The same is true if you simply have several variables as arguments to pass to `echo`, and the first one turns out to be or start with `-n`. Here, too, quoting the variables cannot help you.
3. **In the general case, even quoting will not help you if a program accepts arguments in the form <code>-o<i>Value</i></code>**.
As a hypothetical case, take a program `my_formula_renderer` that typesets mathematical formulae and that accepts an option parameter <code>-s<i>fontsize</i></code>. Then, imagine you want to typeset the formula `-sqrt(a^2 + b^2)`, as in
```
./my_formula_renderer "-sqrt(a^2+b^2)"
```
If your program doesn't have a `--` specifier that ends options parsing, it will think that you tried to typeset "nothing" with a font size of `qrt(a^2+b^2)`, rather than the above formula with the default font size.
It wouldn't even help in cases where you have explicit space between the `-s` and the further formula elements, as in `"-s +2t +u^2"`; it might simply mis-interpret this as a "font size" of ` +2t +u^2` with leading space (see [e.g. this question](https://unix.stackexchange.com/q/667139/377345) where this became a problem).

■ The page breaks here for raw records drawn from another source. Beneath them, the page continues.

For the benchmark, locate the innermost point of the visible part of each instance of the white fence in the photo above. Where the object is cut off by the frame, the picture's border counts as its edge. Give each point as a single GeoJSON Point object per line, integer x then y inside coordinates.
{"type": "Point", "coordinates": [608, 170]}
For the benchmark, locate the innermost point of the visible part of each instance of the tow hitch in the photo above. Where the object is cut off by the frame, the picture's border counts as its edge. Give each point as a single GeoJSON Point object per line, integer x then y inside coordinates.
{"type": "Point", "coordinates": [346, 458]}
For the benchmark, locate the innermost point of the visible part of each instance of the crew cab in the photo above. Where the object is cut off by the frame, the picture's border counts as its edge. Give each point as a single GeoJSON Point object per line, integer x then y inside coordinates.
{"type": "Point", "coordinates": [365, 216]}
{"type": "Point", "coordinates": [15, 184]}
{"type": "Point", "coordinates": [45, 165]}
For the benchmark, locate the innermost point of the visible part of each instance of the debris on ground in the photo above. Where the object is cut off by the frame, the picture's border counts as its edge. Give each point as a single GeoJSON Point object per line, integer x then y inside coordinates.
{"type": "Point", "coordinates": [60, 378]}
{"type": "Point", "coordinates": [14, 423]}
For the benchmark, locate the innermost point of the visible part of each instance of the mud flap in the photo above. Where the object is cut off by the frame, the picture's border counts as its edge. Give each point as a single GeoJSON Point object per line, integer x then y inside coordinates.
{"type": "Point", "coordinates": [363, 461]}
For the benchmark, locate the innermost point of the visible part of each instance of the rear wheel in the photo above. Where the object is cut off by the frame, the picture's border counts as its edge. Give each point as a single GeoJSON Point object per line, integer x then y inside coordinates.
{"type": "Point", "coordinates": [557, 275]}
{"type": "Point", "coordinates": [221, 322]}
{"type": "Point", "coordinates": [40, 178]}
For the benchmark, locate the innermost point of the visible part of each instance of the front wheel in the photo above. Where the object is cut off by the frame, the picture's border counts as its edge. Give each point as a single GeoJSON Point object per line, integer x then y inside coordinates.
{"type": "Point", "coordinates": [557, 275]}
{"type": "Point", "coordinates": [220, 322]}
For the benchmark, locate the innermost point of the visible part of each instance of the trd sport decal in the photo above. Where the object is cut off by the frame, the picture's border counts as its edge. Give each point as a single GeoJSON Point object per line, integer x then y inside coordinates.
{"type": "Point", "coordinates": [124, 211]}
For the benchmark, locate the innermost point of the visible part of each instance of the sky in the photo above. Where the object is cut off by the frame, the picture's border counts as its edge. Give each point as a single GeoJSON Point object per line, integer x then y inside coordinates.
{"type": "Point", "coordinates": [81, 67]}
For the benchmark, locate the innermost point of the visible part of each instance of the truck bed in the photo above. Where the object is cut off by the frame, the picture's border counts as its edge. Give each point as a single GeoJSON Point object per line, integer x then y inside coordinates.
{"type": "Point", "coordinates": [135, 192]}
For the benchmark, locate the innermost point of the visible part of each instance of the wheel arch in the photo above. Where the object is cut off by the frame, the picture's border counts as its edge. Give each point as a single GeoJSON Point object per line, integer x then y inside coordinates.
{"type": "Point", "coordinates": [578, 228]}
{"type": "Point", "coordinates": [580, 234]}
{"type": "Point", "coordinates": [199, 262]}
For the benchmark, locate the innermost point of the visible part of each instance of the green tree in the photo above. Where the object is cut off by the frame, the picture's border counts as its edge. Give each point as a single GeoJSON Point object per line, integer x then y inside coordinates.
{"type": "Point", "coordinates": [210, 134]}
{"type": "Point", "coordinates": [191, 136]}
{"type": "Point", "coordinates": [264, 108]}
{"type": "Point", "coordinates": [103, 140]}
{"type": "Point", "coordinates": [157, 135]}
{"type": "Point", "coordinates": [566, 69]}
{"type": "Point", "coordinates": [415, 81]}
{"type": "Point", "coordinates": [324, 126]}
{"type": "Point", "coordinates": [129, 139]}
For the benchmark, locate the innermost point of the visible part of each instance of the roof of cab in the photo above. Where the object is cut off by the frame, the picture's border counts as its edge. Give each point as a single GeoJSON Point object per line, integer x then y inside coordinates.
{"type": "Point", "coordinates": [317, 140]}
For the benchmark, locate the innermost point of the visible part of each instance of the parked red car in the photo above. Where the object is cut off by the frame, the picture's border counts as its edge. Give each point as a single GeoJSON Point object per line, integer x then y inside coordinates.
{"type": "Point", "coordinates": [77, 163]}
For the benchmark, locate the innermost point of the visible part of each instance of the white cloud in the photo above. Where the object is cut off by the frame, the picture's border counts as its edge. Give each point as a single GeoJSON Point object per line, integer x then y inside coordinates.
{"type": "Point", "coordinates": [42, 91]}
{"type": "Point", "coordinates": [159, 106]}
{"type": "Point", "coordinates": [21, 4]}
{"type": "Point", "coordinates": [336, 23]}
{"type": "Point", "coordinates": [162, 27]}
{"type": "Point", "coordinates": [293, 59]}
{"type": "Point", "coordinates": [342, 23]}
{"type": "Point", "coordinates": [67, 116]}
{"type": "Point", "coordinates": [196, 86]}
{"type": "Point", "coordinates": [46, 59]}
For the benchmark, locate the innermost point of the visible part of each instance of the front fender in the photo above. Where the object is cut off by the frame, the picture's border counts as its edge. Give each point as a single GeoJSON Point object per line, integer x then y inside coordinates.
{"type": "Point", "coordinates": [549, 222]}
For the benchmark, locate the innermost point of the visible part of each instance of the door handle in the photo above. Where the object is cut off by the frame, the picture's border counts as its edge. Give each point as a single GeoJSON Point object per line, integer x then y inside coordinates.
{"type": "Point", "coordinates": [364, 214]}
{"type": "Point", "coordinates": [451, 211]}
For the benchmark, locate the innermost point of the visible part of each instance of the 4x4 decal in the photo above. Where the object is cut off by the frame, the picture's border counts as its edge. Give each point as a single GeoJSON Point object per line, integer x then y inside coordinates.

4. **The same is true if a program accepts "clustering" of single-letter options.**
As noted by @Stéphane Chazelas, `echo` for example would interpret a string `-neEenennne` as a concatenation of the options `-n`, `-e` and `-E`, so trying to print that string via `echo` would fail/behave in an unexpected way.
**TL/DR**
The key point is the term "absolutely" in the source you quoted, and the fact that it refers to `echo` specifically. In most cases, `echo` will be fine. But if you start relying on that blindly, there will (sooner rather than later) be the situation in which `echo`, or indeed another, more critical program you call, **inadvertantly mis-interprets something you intended to be an "operand" parameter as an "option" argument**, usually when you pass it as a shell variable.